ESS Assistant Professors won major geophysical Youth Science and Technology Awards
2019-10-31
Two Assistant Professors in the Department of Earth and Space Sciences (ESS) at Southern University of Science and Technology (SUSTech) received two awards at the 2019 Annual Meeting of the Chinese Geoscience Union this Monday. ESS Assistant Professor Han Peng was given the Fu Chengyi Youth Science and Technology Award, while ESS Assistant Professor Ren Hengxin was given the Liu Guangding Geophysical Youth Science and Technology Award.

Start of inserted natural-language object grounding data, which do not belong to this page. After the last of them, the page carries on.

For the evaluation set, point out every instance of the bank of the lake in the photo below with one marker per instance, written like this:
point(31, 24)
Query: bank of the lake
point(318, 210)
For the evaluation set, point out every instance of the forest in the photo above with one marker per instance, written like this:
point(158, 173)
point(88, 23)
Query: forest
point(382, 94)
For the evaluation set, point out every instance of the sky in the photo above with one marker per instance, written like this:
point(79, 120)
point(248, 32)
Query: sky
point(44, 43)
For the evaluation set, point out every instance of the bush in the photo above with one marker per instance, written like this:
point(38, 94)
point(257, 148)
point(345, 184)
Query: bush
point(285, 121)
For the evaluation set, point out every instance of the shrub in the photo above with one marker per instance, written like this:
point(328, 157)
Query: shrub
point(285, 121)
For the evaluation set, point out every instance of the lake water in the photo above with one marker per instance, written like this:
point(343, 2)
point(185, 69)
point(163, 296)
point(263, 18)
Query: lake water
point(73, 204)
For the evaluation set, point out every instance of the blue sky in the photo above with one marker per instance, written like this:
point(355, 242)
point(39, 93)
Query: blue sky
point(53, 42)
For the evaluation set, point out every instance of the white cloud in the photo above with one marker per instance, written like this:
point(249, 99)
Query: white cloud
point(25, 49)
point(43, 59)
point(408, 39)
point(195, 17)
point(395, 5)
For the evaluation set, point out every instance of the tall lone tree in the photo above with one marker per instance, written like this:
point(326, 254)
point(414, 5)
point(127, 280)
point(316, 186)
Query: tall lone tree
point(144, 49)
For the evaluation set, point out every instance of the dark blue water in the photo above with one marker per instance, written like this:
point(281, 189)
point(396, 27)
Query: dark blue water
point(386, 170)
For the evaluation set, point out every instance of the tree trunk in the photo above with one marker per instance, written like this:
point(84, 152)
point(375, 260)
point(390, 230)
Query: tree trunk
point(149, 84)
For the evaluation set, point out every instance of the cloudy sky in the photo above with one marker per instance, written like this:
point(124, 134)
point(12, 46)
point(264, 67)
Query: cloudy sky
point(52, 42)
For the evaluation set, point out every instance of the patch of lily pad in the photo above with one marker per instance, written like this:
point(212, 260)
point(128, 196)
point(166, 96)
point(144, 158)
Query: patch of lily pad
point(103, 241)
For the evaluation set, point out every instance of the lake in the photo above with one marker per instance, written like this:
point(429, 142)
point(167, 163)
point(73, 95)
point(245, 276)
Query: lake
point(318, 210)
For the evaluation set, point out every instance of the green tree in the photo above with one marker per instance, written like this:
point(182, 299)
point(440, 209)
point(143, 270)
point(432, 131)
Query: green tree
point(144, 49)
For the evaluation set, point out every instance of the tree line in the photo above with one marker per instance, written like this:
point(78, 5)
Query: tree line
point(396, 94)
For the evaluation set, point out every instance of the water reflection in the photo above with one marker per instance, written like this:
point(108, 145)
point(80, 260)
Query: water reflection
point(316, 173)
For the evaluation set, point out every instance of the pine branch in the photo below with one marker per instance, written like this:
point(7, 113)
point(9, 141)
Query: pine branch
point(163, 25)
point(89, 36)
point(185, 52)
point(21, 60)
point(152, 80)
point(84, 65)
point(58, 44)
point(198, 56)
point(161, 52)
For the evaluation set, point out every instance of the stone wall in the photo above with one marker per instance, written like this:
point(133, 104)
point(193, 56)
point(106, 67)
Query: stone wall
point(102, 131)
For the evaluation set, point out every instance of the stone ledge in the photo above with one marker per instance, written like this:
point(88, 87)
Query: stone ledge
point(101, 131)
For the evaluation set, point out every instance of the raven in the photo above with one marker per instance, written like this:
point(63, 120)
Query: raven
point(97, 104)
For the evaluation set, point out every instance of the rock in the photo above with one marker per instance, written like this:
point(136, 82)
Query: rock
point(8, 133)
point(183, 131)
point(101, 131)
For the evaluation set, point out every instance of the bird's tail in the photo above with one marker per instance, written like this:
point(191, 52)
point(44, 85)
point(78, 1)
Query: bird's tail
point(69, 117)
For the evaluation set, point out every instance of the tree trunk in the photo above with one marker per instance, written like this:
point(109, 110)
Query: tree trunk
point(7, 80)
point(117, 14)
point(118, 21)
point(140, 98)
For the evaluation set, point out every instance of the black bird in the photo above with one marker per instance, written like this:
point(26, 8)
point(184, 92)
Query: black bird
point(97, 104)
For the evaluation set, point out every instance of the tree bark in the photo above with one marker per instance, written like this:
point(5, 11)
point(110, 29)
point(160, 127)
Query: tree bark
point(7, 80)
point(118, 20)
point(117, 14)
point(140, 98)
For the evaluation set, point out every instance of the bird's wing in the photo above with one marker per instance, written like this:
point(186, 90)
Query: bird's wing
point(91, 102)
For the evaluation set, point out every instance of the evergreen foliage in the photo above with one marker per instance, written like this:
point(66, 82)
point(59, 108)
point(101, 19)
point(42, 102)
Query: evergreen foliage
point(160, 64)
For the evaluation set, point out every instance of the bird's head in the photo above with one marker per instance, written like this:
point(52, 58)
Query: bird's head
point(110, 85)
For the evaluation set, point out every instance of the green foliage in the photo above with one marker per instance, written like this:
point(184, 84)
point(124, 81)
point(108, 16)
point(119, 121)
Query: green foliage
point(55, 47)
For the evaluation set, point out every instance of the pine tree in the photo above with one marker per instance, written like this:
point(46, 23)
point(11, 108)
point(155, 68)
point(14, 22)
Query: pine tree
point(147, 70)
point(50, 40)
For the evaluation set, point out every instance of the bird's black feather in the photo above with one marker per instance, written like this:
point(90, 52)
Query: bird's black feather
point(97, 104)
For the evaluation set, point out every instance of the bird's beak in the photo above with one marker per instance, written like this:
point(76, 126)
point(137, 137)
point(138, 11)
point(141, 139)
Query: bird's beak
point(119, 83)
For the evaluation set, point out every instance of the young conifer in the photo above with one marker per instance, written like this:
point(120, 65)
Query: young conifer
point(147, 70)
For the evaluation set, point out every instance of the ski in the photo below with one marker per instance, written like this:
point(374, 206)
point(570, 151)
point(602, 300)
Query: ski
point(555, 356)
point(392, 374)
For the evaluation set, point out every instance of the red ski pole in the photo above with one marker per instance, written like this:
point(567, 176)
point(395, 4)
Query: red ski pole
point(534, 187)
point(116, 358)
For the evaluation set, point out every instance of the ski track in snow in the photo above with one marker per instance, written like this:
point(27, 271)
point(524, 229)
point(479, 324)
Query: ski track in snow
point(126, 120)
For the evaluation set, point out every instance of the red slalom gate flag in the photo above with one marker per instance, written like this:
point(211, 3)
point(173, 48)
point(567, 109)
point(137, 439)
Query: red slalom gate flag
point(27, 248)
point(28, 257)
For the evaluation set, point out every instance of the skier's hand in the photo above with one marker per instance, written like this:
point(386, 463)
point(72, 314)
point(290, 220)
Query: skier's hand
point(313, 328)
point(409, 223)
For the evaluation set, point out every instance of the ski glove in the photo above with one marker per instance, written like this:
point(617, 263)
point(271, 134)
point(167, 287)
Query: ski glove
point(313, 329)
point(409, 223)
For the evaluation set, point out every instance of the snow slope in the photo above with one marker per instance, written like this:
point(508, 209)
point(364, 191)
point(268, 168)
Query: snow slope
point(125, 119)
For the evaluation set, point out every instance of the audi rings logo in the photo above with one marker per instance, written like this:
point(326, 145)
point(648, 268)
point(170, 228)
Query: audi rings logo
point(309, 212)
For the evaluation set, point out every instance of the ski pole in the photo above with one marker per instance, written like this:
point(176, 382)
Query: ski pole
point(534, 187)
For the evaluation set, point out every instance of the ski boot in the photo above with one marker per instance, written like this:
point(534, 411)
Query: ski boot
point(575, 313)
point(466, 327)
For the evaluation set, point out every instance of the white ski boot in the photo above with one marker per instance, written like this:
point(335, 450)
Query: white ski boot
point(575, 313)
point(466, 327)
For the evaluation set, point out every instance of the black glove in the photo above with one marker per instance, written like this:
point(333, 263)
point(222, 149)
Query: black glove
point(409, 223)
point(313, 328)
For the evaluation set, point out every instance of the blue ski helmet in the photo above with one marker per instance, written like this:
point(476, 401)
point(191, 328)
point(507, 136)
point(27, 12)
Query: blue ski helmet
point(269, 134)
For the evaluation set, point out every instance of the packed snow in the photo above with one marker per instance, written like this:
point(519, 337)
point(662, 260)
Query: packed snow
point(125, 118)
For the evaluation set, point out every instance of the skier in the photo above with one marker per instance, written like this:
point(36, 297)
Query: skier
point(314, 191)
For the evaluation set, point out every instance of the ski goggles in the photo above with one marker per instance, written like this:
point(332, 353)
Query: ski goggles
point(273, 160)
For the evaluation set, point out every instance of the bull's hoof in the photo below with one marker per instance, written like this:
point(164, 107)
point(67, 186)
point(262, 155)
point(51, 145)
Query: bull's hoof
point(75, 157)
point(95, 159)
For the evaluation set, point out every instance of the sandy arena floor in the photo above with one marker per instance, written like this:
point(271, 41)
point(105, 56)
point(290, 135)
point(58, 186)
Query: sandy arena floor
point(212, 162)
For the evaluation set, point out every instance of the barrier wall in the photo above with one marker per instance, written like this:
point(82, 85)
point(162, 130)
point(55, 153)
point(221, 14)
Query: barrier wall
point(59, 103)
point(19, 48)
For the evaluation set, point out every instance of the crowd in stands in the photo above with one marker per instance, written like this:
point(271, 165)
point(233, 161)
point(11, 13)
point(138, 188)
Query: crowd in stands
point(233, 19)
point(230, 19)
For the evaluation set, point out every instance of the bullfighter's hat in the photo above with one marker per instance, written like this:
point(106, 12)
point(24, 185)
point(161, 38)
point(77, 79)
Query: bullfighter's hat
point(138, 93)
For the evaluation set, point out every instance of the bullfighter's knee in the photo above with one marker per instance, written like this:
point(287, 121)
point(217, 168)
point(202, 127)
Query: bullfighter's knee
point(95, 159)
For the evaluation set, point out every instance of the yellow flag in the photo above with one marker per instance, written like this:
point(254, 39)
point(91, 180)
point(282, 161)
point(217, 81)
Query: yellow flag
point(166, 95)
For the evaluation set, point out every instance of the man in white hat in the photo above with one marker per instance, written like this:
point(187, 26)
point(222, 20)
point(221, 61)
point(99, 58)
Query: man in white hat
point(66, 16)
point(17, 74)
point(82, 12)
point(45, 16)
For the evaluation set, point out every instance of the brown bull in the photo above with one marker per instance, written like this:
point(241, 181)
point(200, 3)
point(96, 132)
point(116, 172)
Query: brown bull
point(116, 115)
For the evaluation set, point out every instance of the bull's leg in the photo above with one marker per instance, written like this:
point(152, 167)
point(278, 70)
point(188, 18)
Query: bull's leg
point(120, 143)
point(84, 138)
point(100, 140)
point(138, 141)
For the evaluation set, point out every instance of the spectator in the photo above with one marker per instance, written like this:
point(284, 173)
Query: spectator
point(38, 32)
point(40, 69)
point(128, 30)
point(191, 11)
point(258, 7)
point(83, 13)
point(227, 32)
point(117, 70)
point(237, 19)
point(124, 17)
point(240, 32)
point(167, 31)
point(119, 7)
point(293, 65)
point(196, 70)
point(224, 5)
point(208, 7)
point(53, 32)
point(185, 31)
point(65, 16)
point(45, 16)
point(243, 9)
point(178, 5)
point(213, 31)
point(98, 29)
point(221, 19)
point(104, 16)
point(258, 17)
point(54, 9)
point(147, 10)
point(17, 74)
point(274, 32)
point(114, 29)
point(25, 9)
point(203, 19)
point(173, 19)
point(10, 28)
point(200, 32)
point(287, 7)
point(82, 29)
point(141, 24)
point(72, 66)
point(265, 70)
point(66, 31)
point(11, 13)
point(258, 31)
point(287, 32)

The Fu Chengyi Youth Science and Technology Award is awarded annually to those who have made outstanding achievements in geophysical studies in the past five years in an effort to promote basic and applied geophysical research and encourage young researchers. The Liu Guangding Geophysical Youth Science and Technology Award, which was established by the Liu Guangding Geophysical Science Foundation, is awarded annually to up to five young Chinese geophysicists who have made outstanding achievements in geophysical disciplines in the past five years. They are the two most important prizes for young Chinese geophysicists.
Both ESS representatives were also invited to present their latest research findings at the Annual Meeting.
Assistant Professor Han Peng joined SUSTech in August 2017, where he served as an assistant professor and concurrently served as a researcher at the Japan Institute of Statistics & Mathematics and Chiba University. He is mainly engaged in the research of geomagnetism, statistical seismology, earthquake prediction and risk assessment, landslide monitoring and early warning systems. Assistant Professor Han Peng has made numerous reports at important academic conferences and won many academic honors. So far, he has published more than 20 SCI papers and two chapters in academic works, with more than 400 citations to date.
Assistant Professor Ren Hengxin joined SUSTech in October 2016, and once served as a visiting researcher in Earthquake Research Institute, The University of Tokyo. His research interests include EM phenomena associated with natural earthquakes and the potential applications of seismoelectric effect in detecting or monitoring subsurface fluid. He is the internationally first person who puts forward the existence of seismoelectric evanescent EM waves further perfecting the seismoelectric theory. So far, he has hosted 5 scientific research projects and published more than 10 journal articles. He has served as a project assessor of National Natural Science Foundation of China as well as a reviewer of scientific journals including JGR, GJI, SE, and PAGeoph.
As the largest and most authoritative academic group in the field of geophysics in China, Chinese Geoscience Union has actively carried out cutting-edge research, exchanged academic ideas, trained many outstanding young leaders, and played an important role in promoting discipline development, scientific and technological progress in the development of geophysics.